STATE of Maine
v.
Earland F. PERRY.
Supreme Judicial Court of Maine.
December 19, 1979.David M. Cox, Dist. Atty., Gary F. Thorne (orally), Asst. Dist. Atty., Bangor, for plaintiff.
Marshall T. Cary, Bangor (orally), James S. Horton, Bangor, for defendant.
Before McKUSICK, C. J., and WERNICK, GODFREY, NICHOLS and GLASSMAN, JJ.
GLASSMAN, Justice.
The defendant was convicted of rape by force following a jury trial in the Superior Court, Penobscot County. Because of error in the court's instructions to the jury, we set aside the judgment.
The victim is a twenty-one-year-old woman crippled by cerebral palsy. On August 19, 1978, while walking on a street near her home in Bangor, she was invited by the defendant to sit on his front porch. He then offered to buy her a Coke. The defendant left to purchase the soft drink and while he was away the victim remained on the porch. After his return the defendant told the woman to go into a bedroom in the house, threatening to kill her. She entered the house and went into a dark bedroom where the defendant removed his own clothing and the victim's pants and underwear. The defendant again threatened to kill the victim and pushed her onto the bed and lay on top of her. The woman was unable to state whether she and the defendant had sexual intercourse. The victim began screaming and asking the defendant to stop because he was hurting her.
A neighbor who had observed the defendant and the victim on the porch called the police when they went into the house. She *1301 again called the police when she heard the victim screaming.
Apparently as a result of these phone calls, two policemen arrived and entered the house proceeding to the bedroom. The two officers saw the defendant on top of the victim. One of the officers testified that he saw the defendant make a forward thrust with his hips. The officers then took the defendant into custody.
The indictment upon which the defendant was tried charged him with rape committed by force in violation of 17-A M.R.S.A. § 252(1)(B)(1).[1] The presiding Justice instructed the jury on the doctrine of constructive force as recognized by this Court in State v. Mower, Me., 298 A.2d 759, 760 (1973). That case was decided before the adoption of our new Criminal Code.[2] In State v. Colson, Me., 405 A.2d 717, 720 (1979), we decided that the doctrine of constructive force has no application to the definition of rape in the Maine Criminal Code and that the "statutory scheme would be disrupted if the phrase `by force and against the person's will' were construed to mean anything beyond actual physical force." Therefore, the court's instruction was erroneous.

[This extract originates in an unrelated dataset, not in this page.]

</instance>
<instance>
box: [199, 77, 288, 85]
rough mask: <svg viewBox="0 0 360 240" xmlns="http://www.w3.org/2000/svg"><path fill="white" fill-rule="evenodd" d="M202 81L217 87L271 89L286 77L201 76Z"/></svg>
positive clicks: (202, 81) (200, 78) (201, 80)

The defendant neither submitted any proposed jury instructions nor objected to the court's instructions to the jury. Under such circumstances, we must examine the record to determine whether this erroneous instruction constituted manifest error. See, e. g., State v. Thibodeau, Me., 353 A.2d 595, 605 (1976); State v. Northup, Me., 318 A.2d 489, 499 (1974). Upon our examination of the entire record, we find there was not sufficient evidence presented to support a finding beyond all reasonable doubt of the use of actual physical force. In light of the court's instruction on constructive force, the jury could have convicted the defendant only upon the erroneous theory that a threat of force is the equivalent, in the eyes of the law, to actual force. Thus, the giving of the erroneous instruction was manifest error which deprived the defendant of a fundamentally fair trial.[3]
The entry is:
Appeal sustained.
Judgment of conviction set aside.
POMEROY and ARCHIBALD, JJ., did not sit.
NOTES
[1] 17-A M.R.S.A. § 252 provides in part:
1. A person is guilty of rape if he engages in sexual intercourse:
. . . . .
B. With any person, not his spouse, and he compels such person to submit:
(1) by force and against the person's will. . .
[2] Our new Criminal Code was enacted by P.L. 1975, ch. 499, effective May 1, 1976.
[3] M.R.Crim.P. 52(b) speaks of "obvious errors or defects affecting substantial rights." This concept does not differ from the standard of "manifest error" which we have traditionally applied. See generally 3 C. Wright, Federal Practice and Procedure § 856 (1969).